Much has been said here, and elsewhere, of then-Senator Obama’s skillfulness in capitalizing upon the zeitgeist prevailing last fall – “Change,” indeed. We have yet to examine, however, President Obama’s skill at the same. There’s reason to be concerned. For one, as a sitting President, Obama is now “The Establishment.” “Change” is hardly a good campaign slogan for the Establishment, and Obama’s enemies know it. It’s time for the President to establish a coherent image programme, one to define and defend his administration and its values.
The transition from candidate to leader is at least as old as the Roman Empire. During the tumultuous years following the death of the first Caesar (C. Iulius), Caesar’s adopted son C. Octavius waged unceasing war against Caesar’s old friend, M. Antonius, for the right to control the remains of the Roman Republic. During it, Augustus engaged in the first (recorded) instance of the heavy-handed P.R. war, minting coins & building gold statues capitalizing on his relationship with the deceased & deified Caesar (“DIVIĀ·FILIVS” – “Son of the God”), and his unity with the Roman past, while casting his opponent as a “foreigner” wedded to Egyptian interests. Antony didn’t help his cause by… ummm… marrying an Egyptian queen, and Octavian carried the day. Once in power, Octavian (now “Augustus”) moved quickly to melt all images of him as a God, recasting them into votive gifts to the Roman Gods. Quite literally, he reforged himself, into the pious steady-state figure history knows today (cf. Res Gestae Divi Augusti).

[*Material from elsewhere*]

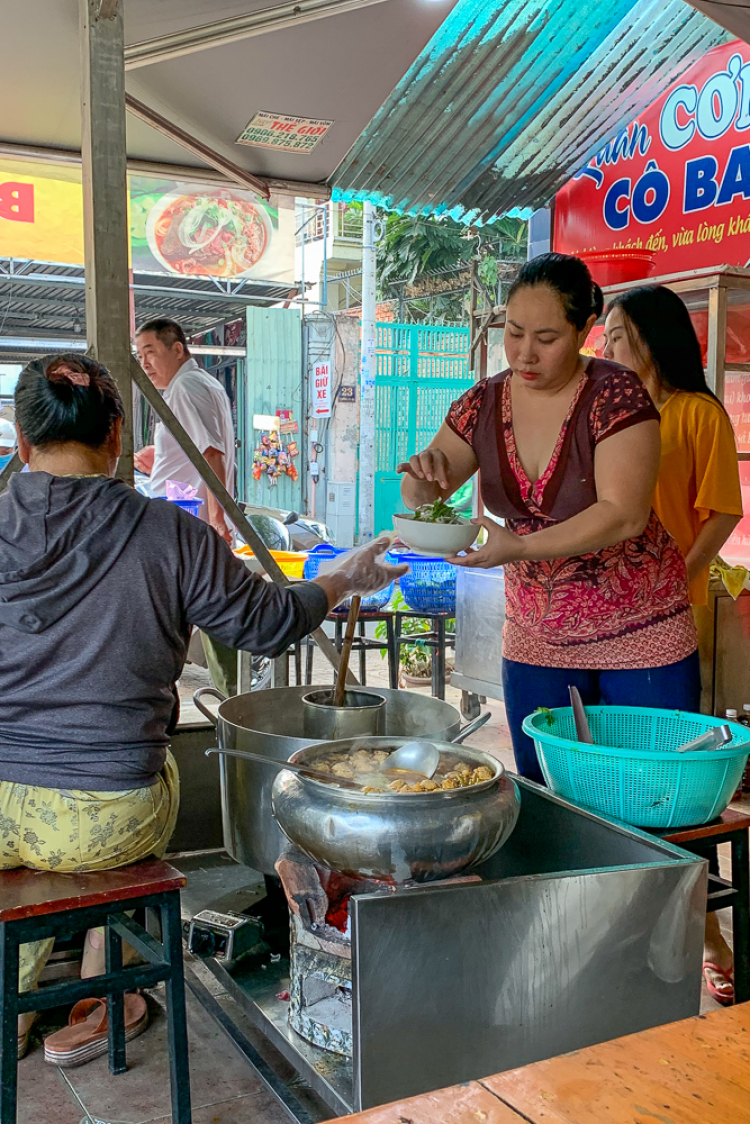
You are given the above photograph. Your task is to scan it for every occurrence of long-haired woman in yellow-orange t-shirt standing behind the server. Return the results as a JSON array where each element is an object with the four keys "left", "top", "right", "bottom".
[{"left": 604, "top": 285, "right": 742, "bottom": 1005}]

Obama’s reinvention will, necessarily, be several degrees of magnitude smaller, and less heavy handed (nothing need be melted or burned). But there are direct lessons to be learned. Augustus built his image as princeps (first-citizen — leader) on an abandonment of his self to the state. Just so, in this process, as Obama’s staff, I would scrupulously avoid personal images. The ubiquitous “O” worked for the campaign, and perhaps it still has its place in Democratic campaign material. But Mr. Obama is now – and has been, for some time – the sitting President. In such places of power the office merges with the man, and the change ought to be reflected in his imagery. For example, when we begin talking about re-election, the campaign is not “Obama for America.” It’s “the Committee to Re-Elect the President” (Leo McGarry approves).

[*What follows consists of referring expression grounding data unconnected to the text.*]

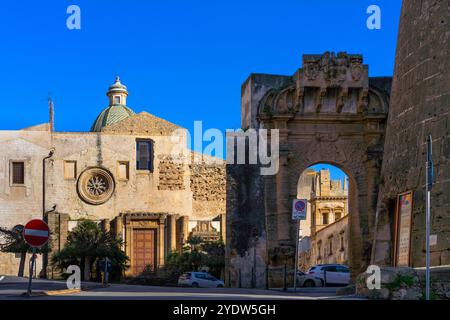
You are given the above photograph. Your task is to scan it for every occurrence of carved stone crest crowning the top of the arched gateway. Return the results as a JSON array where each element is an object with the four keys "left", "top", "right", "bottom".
[{"left": 259, "top": 52, "right": 390, "bottom": 119}]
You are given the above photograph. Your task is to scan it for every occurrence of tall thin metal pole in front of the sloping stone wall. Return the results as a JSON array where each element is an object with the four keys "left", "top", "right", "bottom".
[{"left": 425, "top": 135, "right": 434, "bottom": 300}]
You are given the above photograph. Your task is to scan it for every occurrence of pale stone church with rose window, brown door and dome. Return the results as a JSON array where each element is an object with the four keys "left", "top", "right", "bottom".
[{"left": 0, "top": 79, "right": 225, "bottom": 275}]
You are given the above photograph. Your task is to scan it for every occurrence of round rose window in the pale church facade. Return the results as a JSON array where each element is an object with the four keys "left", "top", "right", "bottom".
[{"left": 77, "top": 168, "right": 115, "bottom": 205}]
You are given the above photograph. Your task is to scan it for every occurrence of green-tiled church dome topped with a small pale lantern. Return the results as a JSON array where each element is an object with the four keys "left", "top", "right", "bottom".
[{"left": 91, "top": 77, "right": 136, "bottom": 132}]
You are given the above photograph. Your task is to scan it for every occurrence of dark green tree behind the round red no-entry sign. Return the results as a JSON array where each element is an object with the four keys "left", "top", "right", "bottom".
[{"left": 0, "top": 225, "right": 50, "bottom": 277}]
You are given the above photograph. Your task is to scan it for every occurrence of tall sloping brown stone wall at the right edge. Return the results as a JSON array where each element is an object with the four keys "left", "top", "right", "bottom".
[{"left": 372, "top": 0, "right": 450, "bottom": 267}]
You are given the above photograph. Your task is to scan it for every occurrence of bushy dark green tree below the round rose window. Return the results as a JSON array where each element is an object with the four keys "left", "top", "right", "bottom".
[{"left": 52, "top": 220, "right": 129, "bottom": 280}]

Accordingly, it goes without saying that “Vero Possumus” should never be seen again, and probably shouldn’t have been, in the first place.
But what fills the gap? After all, the “O” works. Obama should turn to the classical imagery of American history, building his image on time-tested touchstones: the flag, the eagle, etc. This plan has incidental benefits: for one, it rebuts the myth of the “unpatriotic liberal,” and cuts off – or at least impedes – the right’s new, bizarre, and often campy attempt to co-opt American patriotism as an exclusively revolutionary idea (“tea parties”). Equally potent is the image of the powerful, steady-state President, humbled by his office and the weight of history. Just so, Washington the Warrior became Washington the Statesmen, and only one of them became “the first, the last, the best; the Cincinnatus of the West.” Obama already conjures this image rather forcefully on his own, but he can do more.

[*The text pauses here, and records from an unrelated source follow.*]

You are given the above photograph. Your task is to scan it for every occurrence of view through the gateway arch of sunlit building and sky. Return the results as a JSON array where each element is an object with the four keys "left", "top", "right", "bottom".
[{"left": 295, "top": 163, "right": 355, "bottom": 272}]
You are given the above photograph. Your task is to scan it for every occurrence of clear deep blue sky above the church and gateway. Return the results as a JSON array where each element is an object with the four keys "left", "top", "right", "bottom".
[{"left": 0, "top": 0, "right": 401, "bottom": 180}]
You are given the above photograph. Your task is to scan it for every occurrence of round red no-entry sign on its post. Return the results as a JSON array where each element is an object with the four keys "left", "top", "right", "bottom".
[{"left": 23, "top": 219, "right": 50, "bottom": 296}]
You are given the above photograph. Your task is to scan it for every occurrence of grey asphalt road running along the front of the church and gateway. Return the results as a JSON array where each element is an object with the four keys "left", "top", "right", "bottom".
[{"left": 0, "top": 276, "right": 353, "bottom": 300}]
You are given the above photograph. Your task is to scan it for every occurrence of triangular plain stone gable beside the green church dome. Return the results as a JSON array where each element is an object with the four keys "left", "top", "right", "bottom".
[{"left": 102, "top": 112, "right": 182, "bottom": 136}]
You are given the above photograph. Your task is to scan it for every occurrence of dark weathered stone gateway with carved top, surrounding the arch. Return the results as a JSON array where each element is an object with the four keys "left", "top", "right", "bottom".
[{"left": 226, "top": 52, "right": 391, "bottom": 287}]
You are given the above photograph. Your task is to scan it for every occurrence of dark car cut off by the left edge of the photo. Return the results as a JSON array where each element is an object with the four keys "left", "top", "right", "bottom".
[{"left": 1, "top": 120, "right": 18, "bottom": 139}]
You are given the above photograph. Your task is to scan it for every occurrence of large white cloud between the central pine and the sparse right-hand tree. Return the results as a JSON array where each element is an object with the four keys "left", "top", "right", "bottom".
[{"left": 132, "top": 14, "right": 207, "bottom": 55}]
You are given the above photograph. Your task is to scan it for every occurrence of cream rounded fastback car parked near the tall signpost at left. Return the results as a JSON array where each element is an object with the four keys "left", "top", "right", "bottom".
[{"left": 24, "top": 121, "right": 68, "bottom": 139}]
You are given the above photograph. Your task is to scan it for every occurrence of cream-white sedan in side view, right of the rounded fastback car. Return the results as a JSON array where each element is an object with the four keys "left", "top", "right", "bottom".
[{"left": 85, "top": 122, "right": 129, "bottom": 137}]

This advice does not reduce to “Mr. President, wear more flag pins,” nor does it build to “hire lictors.” The imagery of state is a subtler, more classical thing in America. It’s as simple as publicizing the Weekly Address more broadly:
And doing it from the Resolute desk in the Oval Office, rather than a generic backdrop. Note, for example, the message this picture sends. Pete Souza has a natural instict for these shots, and the improvement is palpable.
The American President should be an austere (august?) figure. Two Presidents in a row have failed to capitalize on that image, for admittedly different reasons. If Obama “gets it,” and takes advantage of the option, he can make a difference for his own political career, and the nation.